A 747-8 freighter being operated by Russia’s AirBridgeCargo has been returned to its lessors. This is the latest plane to be reclaimed out of over 400 stolen by Russia earlier this month.


Freighter returned

The freighter was flown from Hong Kong to California earlier this week after a U.S. judge signed an order permitting the lessors to repossess the plane. The Boeing 747-8 was being leased to the Russian carrier AirBridgeCargo by BOC Aviation, a Singapore-based leasing firm. The repossession order was published on Tuesday, and flight tracking services show that the aircraft landed in the U.S. on 25 March.

BOC aviation leased russian planes
BOC aviation had 18 planes leased to Russian carriers | © BOC Aviation

This is the latest seizure in an ongoing cat-and-mouse game between Russian airlines and foreign lessors. Currently, over 400 leased planes are trapped in Russia, with a value of over $10 billion. Lessors are in a desperate scramble to try and reclaim their property, but few have succeeded. On 10 March, BOC Aviation reported that 18 of their planes were in the hands of Russian lessees, with a value of $395 million. To make things more complex, Russia’s aviation authority has ordered that all foreign-leased planes be kept in Russia to avoid repossession.

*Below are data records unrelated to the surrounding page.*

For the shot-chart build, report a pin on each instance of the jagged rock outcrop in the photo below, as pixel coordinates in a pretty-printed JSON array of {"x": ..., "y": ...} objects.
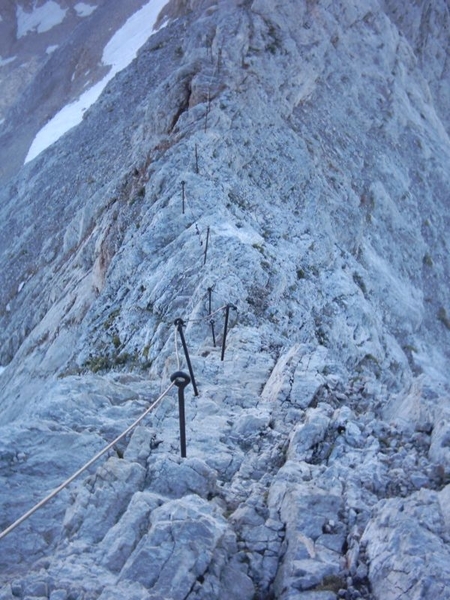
[{"x": 288, "y": 158}]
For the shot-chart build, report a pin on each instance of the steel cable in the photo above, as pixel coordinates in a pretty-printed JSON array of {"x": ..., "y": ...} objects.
[{"x": 84, "y": 467}]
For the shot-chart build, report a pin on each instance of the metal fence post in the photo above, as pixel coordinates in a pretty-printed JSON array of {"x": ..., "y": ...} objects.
[
  {"x": 181, "y": 380},
  {"x": 227, "y": 313},
  {"x": 179, "y": 325}
]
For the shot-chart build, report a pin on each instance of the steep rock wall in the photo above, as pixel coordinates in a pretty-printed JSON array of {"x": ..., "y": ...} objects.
[{"x": 306, "y": 146}]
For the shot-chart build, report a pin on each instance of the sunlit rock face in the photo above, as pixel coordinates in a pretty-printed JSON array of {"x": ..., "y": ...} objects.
[{"x": 275, "y": 174}]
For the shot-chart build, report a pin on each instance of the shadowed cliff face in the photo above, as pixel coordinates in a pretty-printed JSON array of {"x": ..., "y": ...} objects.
[{"x": 288, "y": 158}]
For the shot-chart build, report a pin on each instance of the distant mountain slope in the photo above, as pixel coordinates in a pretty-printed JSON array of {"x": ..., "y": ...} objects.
[{"x": 275, "y": 174}]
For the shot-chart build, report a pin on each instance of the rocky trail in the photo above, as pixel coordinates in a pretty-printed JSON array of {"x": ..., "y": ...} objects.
[{"x": 287, "y": 160}]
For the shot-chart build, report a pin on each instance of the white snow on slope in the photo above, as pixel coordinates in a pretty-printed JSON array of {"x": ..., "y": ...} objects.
[
  {"x": 40, "y": 19},
  {"x": 118, "y": 53},
  {"x": 84, "y": 10}
]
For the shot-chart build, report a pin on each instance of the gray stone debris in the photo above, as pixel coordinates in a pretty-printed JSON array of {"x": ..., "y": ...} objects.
[{"x": 309, "y": 143}]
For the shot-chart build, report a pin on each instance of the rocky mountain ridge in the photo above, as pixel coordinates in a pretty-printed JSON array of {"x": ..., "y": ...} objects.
[{"x": 306, "y": 142}]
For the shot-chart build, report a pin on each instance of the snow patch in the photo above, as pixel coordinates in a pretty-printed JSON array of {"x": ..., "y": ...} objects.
[
  {"x": 6, "y": 61},
  {"x": 84, "y": 10},
  {"x": 40, "y": 19},
  {"x": 118, "y": 53}
]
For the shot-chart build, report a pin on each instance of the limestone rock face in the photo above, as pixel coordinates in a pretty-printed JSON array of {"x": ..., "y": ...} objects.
[{"x": 274, "y": 174}]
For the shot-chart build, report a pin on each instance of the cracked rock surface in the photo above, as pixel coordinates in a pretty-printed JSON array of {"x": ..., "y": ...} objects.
[{"x": 308, "y": 144}]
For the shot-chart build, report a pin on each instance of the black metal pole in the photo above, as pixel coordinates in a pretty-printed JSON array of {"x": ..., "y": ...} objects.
[
  {"x": 212, "y": 331},
  {"x": 179, "y": 325},
  {"x": 183, "y": 183},
  {"x": 181, "y": 380},
  {"x": 206, "y": 245},
  {"x": 210, "y": 299},
  {"x": 227, "y": 313}
]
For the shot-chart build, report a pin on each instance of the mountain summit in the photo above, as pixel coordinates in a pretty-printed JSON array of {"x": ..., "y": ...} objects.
[{"x": 255, "y": 193}]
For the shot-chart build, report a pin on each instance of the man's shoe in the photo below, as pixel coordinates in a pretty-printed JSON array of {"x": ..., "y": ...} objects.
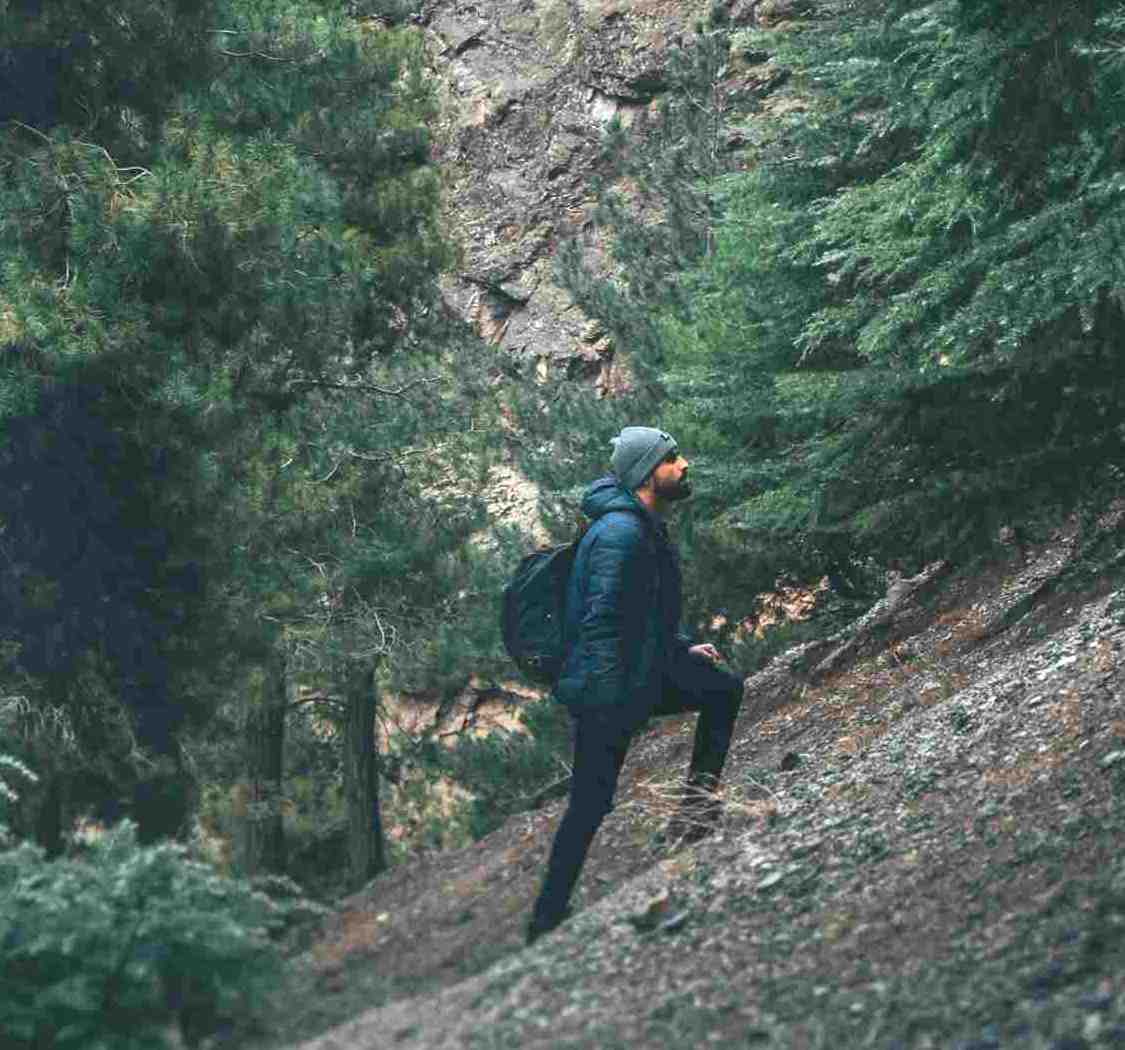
[{"x": 540, "y": 925}]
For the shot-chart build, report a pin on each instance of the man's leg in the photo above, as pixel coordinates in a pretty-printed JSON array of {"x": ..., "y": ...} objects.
[
  {"x": 718, "y": 697},
  {"x": 600, "y": 746}
]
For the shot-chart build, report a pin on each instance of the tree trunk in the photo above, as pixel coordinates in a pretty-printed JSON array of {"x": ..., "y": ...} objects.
[
  {"x": 48, "y": 831},
  {"x": 263, "y": 833},
  {"x": 366, "y": 851}
]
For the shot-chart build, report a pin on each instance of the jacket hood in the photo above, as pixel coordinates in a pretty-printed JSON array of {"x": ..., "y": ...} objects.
[{"x": 608, "y": 494}]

Can the other planes be recovered?

There are still many more leased planes that are yet to be reclaimed from Russia. BOC Aviation says that AirBridgeCargo breached leases on two other 747-8’s when it flew them back to Russia. The lessor had given explicit instructions for the planes to stay grounded in China after their insurance coverage was cancelled. One of the aircraft was without an airworthiness certificate, which was suspended when Bermuda revoked all Russian certifications earlier this month. The two aircraft currently remain in Russia, according to flight tracking services.

The deadline has now passed for European firms to cancel their leasing contracts with Russia, and few have been able to reclaim their stolen property. The Russian news agency Interfax reported last week that 78 planes had been seized whilst abroad. Opportunities to repossess aircraft have been few, with Russia keeping foreign planes within its borders. However, that may change, with Aeroflot this week announcing it will restart international flights. Whether lessors can recover what was lost remains to be seen.